The freezing and melting of water, as seen with birefringnce and time-lapse photography.

Feathery scimitar display.

To date, I’ve been content to set water out overnight and examine nature’s icy creations in the morning. A late February warm spell made this proceedure impossible, with unseasonably warm overnight temperatures that turned my liquid water into puddles of slightly colder water. Nice, I guess, but not what I was after for a photographic subject.

Early March featured a nice cold snap and I returned to laying out sheets glass covered in water in the evening. After almost 2 weeks of an early onset spring induced ice-photography hiatus, impatience had set in and I couldn’t wait until morning. Bedtime on hold, I started neurotically checking the state of my ice-to-be every few minutes to see what was happening.

It was delightful.

On to the freeze-watching, which includes time-lapse videos.

That Icy Birefringent Palette

An idyllic walk through cycling colours.

A thin film of soap in a wire loop has the same swirly colours you find in birefringent ice, but a little more organized.

If the crazy colour palette in the header image looks familiar, you’ve either been looking at my past posts dealing with the birefringence of ice, or you remember playing with soap bubbles as a kid (of any age).

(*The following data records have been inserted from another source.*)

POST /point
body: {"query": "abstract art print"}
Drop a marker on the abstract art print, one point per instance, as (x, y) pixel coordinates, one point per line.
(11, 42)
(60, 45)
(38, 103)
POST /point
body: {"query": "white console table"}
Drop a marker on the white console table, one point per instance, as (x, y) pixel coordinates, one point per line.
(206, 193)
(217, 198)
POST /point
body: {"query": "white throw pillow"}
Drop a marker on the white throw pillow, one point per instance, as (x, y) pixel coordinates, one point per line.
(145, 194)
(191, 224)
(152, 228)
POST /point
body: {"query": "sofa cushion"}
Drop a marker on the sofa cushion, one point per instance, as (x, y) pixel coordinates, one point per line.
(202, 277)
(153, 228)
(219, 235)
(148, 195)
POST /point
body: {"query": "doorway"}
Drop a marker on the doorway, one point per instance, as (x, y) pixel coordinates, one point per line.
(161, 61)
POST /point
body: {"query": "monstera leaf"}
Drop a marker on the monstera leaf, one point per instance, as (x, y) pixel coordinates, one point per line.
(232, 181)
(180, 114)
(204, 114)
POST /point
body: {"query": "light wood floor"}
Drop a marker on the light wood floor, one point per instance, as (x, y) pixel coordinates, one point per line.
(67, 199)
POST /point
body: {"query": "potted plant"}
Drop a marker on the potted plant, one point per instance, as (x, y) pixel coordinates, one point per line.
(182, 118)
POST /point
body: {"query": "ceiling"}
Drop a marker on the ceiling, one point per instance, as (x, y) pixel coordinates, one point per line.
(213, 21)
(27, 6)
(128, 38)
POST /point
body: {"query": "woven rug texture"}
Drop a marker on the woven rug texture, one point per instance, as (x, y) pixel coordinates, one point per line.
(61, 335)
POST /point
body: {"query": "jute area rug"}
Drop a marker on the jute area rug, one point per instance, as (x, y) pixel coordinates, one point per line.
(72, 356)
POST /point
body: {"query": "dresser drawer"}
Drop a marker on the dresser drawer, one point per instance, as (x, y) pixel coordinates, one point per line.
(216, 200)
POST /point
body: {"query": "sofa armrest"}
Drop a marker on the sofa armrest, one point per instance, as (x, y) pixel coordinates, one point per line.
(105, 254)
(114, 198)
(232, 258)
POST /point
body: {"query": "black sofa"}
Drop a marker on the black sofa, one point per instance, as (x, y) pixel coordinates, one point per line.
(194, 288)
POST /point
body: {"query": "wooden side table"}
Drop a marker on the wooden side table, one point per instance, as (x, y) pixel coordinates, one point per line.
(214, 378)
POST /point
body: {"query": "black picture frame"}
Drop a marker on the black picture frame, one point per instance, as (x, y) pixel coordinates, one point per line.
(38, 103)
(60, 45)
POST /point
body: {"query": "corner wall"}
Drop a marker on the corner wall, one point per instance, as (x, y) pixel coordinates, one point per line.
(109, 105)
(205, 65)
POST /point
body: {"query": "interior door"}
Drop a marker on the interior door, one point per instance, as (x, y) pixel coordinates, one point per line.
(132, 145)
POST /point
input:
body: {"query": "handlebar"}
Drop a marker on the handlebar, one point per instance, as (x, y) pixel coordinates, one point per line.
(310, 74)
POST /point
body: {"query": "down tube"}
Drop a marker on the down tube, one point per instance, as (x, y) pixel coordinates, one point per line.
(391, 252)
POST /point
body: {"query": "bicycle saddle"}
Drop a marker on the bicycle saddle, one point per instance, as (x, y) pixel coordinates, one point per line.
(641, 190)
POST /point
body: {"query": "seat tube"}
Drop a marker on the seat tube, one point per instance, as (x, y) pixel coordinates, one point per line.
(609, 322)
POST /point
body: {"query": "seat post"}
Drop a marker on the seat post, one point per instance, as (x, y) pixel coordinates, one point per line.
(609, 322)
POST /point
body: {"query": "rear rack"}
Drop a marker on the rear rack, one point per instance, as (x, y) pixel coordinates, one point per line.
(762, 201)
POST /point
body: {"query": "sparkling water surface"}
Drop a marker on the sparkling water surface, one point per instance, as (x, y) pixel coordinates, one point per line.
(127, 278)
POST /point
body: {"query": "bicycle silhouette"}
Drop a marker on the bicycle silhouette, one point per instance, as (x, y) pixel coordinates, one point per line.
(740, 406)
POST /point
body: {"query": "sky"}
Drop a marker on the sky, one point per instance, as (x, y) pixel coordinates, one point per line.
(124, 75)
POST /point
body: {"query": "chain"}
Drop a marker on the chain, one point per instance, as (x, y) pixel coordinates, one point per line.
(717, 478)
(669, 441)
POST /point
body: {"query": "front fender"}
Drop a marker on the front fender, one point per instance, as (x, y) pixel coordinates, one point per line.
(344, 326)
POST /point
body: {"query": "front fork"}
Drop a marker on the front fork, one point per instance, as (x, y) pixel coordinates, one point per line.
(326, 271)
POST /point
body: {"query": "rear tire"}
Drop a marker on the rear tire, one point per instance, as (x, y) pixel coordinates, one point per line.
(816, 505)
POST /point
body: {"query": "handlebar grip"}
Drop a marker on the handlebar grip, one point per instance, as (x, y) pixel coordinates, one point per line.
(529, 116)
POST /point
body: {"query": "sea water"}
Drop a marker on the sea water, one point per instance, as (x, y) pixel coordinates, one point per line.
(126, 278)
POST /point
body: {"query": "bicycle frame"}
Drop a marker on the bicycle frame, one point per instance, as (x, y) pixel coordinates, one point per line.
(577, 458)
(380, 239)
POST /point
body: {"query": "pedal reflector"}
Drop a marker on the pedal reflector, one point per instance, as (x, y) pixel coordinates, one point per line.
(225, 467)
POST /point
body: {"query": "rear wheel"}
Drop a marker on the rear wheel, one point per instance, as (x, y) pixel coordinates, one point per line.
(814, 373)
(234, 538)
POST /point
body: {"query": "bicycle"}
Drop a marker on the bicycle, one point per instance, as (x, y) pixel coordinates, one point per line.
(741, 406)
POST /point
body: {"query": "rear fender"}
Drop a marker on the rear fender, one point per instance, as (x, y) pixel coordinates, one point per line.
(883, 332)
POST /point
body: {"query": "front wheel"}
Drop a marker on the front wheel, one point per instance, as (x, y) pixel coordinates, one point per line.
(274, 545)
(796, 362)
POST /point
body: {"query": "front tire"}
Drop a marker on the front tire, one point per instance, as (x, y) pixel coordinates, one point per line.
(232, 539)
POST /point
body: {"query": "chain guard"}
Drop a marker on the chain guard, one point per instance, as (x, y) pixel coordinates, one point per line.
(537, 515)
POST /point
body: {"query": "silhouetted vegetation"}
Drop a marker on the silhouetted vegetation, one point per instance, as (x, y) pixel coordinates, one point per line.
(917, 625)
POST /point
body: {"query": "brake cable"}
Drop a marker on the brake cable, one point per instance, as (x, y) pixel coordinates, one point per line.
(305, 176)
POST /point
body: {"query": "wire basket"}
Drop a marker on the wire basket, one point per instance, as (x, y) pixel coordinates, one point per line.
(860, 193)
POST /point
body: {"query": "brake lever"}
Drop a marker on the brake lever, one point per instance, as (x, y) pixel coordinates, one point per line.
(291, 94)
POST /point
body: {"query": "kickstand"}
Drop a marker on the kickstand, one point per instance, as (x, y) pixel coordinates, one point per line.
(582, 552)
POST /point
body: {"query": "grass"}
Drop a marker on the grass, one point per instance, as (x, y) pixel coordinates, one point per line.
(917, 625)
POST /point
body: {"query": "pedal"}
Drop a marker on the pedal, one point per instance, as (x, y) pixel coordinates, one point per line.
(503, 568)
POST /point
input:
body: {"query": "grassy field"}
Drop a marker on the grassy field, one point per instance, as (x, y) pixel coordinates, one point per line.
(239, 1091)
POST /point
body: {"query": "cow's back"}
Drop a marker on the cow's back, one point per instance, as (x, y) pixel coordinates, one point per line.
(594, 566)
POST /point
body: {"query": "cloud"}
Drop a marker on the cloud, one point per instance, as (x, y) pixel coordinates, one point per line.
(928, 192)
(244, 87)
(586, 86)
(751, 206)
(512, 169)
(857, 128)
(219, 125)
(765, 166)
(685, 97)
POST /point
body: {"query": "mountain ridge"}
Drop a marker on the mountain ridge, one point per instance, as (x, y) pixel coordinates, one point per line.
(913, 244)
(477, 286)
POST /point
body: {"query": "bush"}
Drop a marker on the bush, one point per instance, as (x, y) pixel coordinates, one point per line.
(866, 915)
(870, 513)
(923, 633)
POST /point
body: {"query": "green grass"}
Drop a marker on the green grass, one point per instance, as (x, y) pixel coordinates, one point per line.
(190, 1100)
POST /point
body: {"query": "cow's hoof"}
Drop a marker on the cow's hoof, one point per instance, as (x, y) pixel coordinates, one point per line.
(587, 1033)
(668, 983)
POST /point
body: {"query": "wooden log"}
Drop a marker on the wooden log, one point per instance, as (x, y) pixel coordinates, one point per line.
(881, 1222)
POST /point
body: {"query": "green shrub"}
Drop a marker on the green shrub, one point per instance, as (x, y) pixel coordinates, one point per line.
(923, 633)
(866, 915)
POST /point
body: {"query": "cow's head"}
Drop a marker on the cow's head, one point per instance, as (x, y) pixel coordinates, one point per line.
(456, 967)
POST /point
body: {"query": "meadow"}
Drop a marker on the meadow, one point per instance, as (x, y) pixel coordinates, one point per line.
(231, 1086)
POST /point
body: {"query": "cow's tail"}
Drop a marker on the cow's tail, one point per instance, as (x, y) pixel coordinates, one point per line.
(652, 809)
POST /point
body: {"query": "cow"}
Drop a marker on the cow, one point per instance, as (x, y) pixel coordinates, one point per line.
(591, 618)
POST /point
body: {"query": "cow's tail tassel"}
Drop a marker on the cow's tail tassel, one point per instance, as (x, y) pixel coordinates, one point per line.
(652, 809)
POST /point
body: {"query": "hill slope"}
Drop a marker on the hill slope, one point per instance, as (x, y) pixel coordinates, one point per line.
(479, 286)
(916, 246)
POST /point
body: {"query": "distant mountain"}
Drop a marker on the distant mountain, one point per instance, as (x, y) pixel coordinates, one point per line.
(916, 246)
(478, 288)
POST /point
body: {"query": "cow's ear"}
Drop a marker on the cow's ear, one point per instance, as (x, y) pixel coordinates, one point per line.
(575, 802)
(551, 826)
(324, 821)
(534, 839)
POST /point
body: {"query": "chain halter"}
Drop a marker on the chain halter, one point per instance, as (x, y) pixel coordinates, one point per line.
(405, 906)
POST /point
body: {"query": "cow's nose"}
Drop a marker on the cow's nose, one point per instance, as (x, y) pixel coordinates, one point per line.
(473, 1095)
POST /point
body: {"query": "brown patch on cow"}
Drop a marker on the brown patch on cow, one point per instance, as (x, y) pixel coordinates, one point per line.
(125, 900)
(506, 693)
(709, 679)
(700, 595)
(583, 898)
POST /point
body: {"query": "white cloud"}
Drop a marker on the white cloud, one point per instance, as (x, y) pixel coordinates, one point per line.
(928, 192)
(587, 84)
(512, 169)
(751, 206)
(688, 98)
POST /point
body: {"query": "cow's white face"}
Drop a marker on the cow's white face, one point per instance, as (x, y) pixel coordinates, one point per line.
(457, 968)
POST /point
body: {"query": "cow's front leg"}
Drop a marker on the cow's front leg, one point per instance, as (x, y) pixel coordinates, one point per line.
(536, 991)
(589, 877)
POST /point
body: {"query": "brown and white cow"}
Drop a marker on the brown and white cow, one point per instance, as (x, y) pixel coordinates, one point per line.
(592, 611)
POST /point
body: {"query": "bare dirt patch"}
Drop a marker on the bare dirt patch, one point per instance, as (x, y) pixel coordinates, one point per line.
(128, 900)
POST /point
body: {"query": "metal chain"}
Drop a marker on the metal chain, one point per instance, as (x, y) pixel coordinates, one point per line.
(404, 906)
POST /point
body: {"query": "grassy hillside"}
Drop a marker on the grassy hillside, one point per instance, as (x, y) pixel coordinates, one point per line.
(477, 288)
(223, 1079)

Or maybe you played with oil slicks, they’re trippy too.

There’s a fancy physics reason for this, with soap film, oil slicks, and these ice photos, the colours are the result of light waves ‘destructively or constructively interfering’ in fun ways to get a spectrum ranging from black, to white, to a tobacco colour, through a classy mauve, over a deep sky blue then a warm yellow, past a pretty pink, then a lighter tasteful blue, finally more or less alternating between neon greens and pinks, becoming duller and duller with each cycle.